Granderson played three productive (four total) seasons with the Bronx Bombers before the Mets generously opened their wallets to the tune of four years, $60 million back in December. One can't blame Granderson for switching New York clubs and the Yankees probably didn't blink after watching Granderson play in only 61 games in 2013 and record seven home runs and 15 RBI.
The lean Granderson, who displayed extraordinary power for a guy who looks more like an NBA point guard the majority of his career, played at least 136 games in his first four seasons with the Yankees and combined for 84 homers, 225 RBI and 238 runs scored over 2011-12.
Granderson, a three-time All-Star, was bothered by forearm and pinkie issues caused by being hit by pitches last season and amounted a .229 batting average. His numbers haven't improved at all in 24 games (85 at-bats) with the Mets as evidenced by a .129 batting average, one home run, seven runs scored and seven RBI. Granderson has just 11 hits on the season and the Mets are a surprising 7-3 in those games he gets a hit.
Imagine how many more wins the Mets would have had Granderson not been mired in an April slump. He has one multi-hit game this season and it came back on April 3 in a loss to Washington, but Granderson's not concerned because he has been in this kind of rut before.
"I have had 0-for stretches before," Granderson told the club's website. "It's obviously not the best thing, but it's not the end of the world. You take as much positive from it as you can.
"0h-for-22 or 22-for-22, you just have to forget about it. I think having done it before makes you realize it is going to turn."
The Mets are second in the National League East behind the talented Atlanta Braves and have a surplus amount of optimism with Granderson and Chris Young joining forces with David Wright. Granderson's troubles at the plate must have rubbed off on Young, who is hitting .194 with two homers and five RBI.
Is the New York media and fan base to blame for such high expectations? It's only April, but it seems to be playing a role.
Granderson had a shining moment with a walk-off RBI single in a win over Miami on Friday, but is 0-for-7 at the plate in two subsequent games. Granderson, the first Mets player in team history with two game-ending RBI in the same April, said he continues to work with Mets batting coach Dave Hudgens and is trying attack the ball in the strike zone. Not chasing pitches and moving his body too much in the box is another drill.

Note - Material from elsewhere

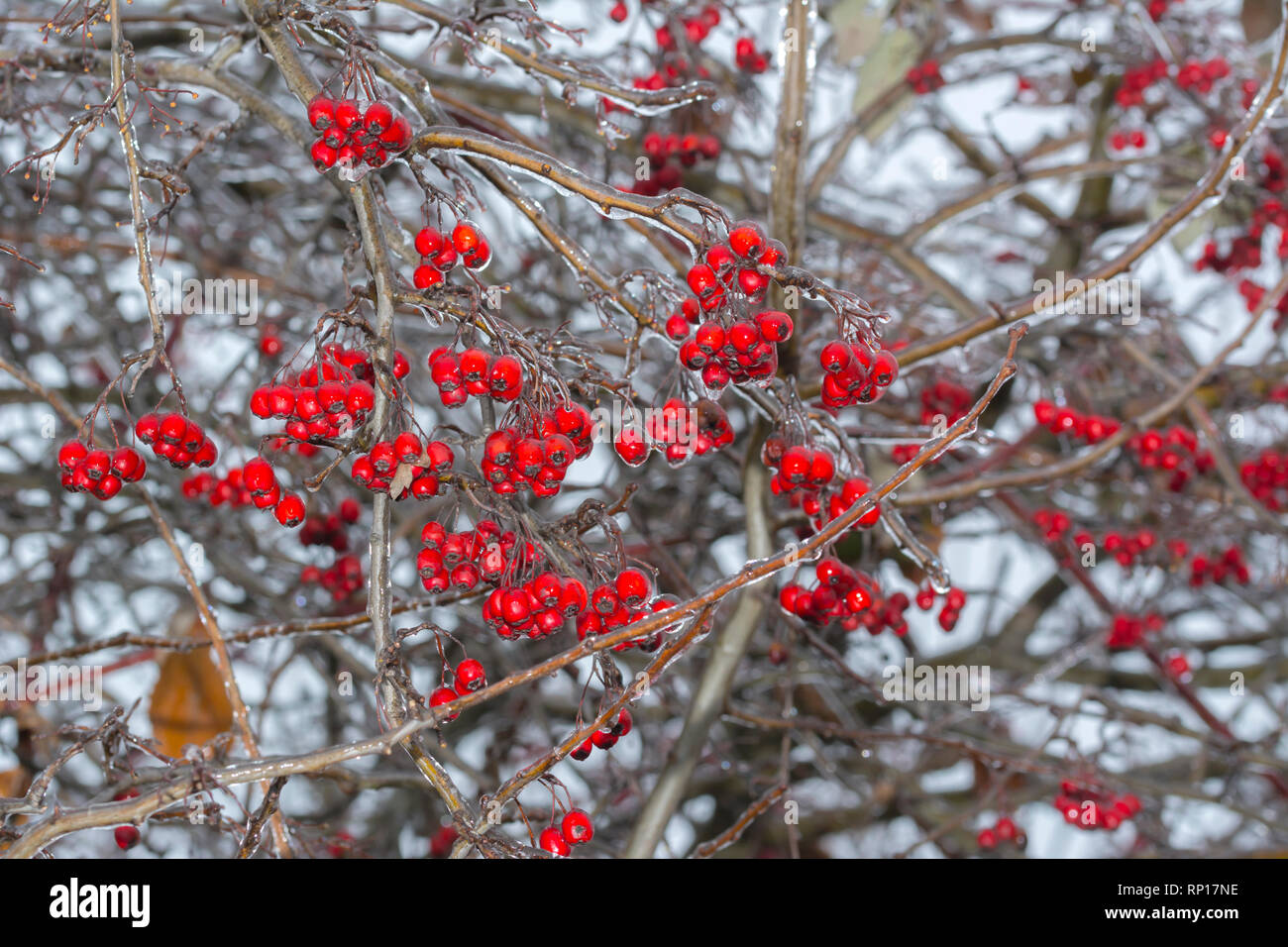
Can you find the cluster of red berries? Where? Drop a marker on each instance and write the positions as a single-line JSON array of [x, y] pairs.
[[1128, 631], [1253, 294], [925, 77], [1125, 140], [426, 462], [1266, 478], [954, 599], [327, 398], [668, 157], [837, 501], [1126, 549], [535, 608], [696, 29], [176, 440], [741, 352], [1089, 808], [798, 467], [266, 492], [1052, 523], [622, 600], [441, 252], [97, 472], [683, 431], [605, 737], [1080, 427], [462, 560], [475, 371], [342, 579], [1201, 75], [1175, 450], [219, 489], [1003, 831], [1219, 569], [468, 678], [841, 594], [747, 56], [575, 830], [541, 458], [352, 137], [734, 265], [674, 68], [853, 373]]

The Mets were hoping Granderson would be drilling the ball more than what's actually taking place. Would general manager Sandy Alderson pull the deal off the table had he known Granderson's first month would be a disappointment? Probably not because there's plenty of potential left in the young slugger. All Granderson has to do is work on seeing the ball better, study upcoming pitchers and relax at the plate.

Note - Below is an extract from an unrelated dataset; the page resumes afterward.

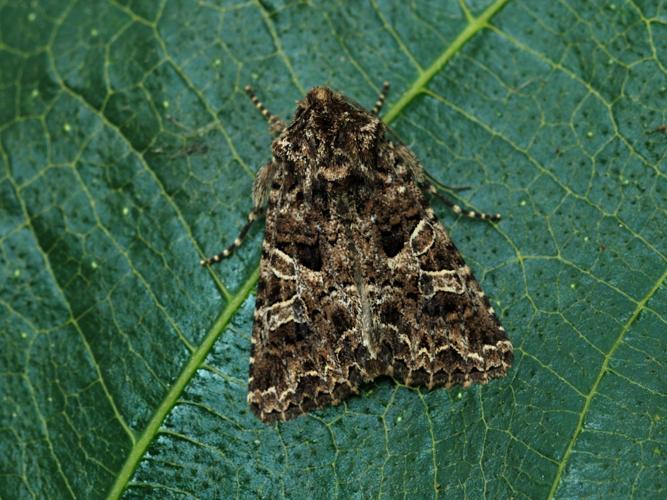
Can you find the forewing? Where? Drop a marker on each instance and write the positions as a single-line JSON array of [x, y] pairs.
[[307, 311], [434, 323]]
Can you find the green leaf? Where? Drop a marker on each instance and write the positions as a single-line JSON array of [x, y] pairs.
[[127, 151]]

Yes, that's easier said than done because most T-ball players struggle to make contact. Granderson is a proven star in the major leagues and right now can't hit his way out of a wet paper bag.
Yankees radio legend and play-by-play announcer John Sterling called Granderson the "Grandy Man" when he did something special. Sterling would have only one chance to say that this season.
A former teammate of Granderson, current Yankees ace CC Sabathia, isn't concerned with his friend's slow approach in the batter's box.
"It's baseball, man," Sabathia told NJ.com. "I know Curtis has been playing a long time. He's a (veteran). He knows how to turn a page."
But when will Granderson turn the page?
"That guy's got the greatest attitude I've ever been around," Sabathia continued. "He's dealt with failure better than anybody I've been around. I'm sure he'll come out of this and perform well over there."
Granderson could still be teammates with Sabathia, but he rejected the Yankees' qualifying offer after last season. Now he is a pleasure to have in the Mets' clubhouse, according to manager Terry Collins. Collins said Granderson is very outgoing with his new teammates and is such a friendly guy.
Pitchers could care less how friendly a batter is because they're trying to retire him at the plate. In fact, pitchers not on the Mets roster would love to see Granderson continue his slump throughout the summer. Sabathia is one of those opposing hurlers, but is hoping for Granderson to bounce back.
If Bob Seger can take the stage in the spotlight, then Granderson should be able to play star again and turn the page.